Идеи и образы, возникшие в 1960-е годы в недрах контркультуры, в 1980-90-х осваиваются и перерабатываются новой массовой культурой. Мануэл Кастелс (Manuel Castells) писал, что компьютерная революция стала возможна в Калифорнии благодаря культурному перевороту, устроенному молодыми радикалами 60-х годов. Однако таким же точно образом господствующая система переваривала весь социальный и культурный материал великого антисистемного бунта. Формирование нового среднего класса было бы, в культурном отношении, невозможно, если бы поколение 60-х не дало западному обществу фантастический импульс обновления. Система переваривает не только идеи и образы, она использует и людей, превращая неудавшихся революционеров в удачливых менеджеров и благополучных интеллектуалов.
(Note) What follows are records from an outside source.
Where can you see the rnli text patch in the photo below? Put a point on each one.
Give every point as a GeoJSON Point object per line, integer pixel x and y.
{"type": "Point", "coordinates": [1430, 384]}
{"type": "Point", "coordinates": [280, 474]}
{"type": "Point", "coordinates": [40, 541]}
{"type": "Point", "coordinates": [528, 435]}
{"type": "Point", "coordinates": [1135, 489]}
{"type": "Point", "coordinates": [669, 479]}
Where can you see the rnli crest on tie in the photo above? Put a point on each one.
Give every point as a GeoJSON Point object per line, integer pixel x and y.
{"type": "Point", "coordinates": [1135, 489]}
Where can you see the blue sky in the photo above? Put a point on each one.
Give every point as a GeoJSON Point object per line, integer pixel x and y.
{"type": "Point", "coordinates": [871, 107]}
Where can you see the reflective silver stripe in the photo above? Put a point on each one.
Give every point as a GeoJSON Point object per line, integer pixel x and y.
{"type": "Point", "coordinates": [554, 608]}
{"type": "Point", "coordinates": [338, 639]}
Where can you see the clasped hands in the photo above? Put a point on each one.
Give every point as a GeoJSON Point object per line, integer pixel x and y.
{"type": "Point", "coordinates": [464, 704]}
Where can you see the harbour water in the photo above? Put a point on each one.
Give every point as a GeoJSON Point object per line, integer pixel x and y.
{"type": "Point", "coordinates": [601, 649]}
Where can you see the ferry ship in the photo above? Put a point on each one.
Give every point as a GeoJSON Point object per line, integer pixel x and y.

Техника воспроизводится, образы тиражируются, а содержание выворачивается наизнанку. Музыка протеста становится шоу-бизнесом. Альтернативный стиль - господствующей модой, почти униформой. Индивидуальное противостояние общественным требованиям - конформистским индивидуализмом.
Это культурная реставрация, которая, как и всякая успешная реставрация, не отрицает достижения революции, а по-своему опирается на них. Ключевым моментом культурной реставрации становится реабилитация потребления. Бунт 60-х годов основывался на осуждении «консумеризма», критике «потребительского общества», в котором, как в болоте, потонули революционные идеалы европейского рабочего движения. Реставрация 80-х предполагала возврат к потреблению, но теперь уже - эстетизированному, разнообразному и индивидуализированному. Потребительская культура должна была одновременно стать и культурой самоутверждения. Приобретение товаров из механического действия превращалось в символическое самоутверждение личности. Многочисленные «бренды» должны были придать потреблению дифференцированный характер. Каждый «бренд» формировал собственную символику и эстетику, мало связанную с товаром как таковым, но принципиально важную для самооценки покупателя. Реклама превратилась в разновидность искусства, привлекающего в свои ряды художественные таланты и усваивавшего самые передовые эстетические идеи.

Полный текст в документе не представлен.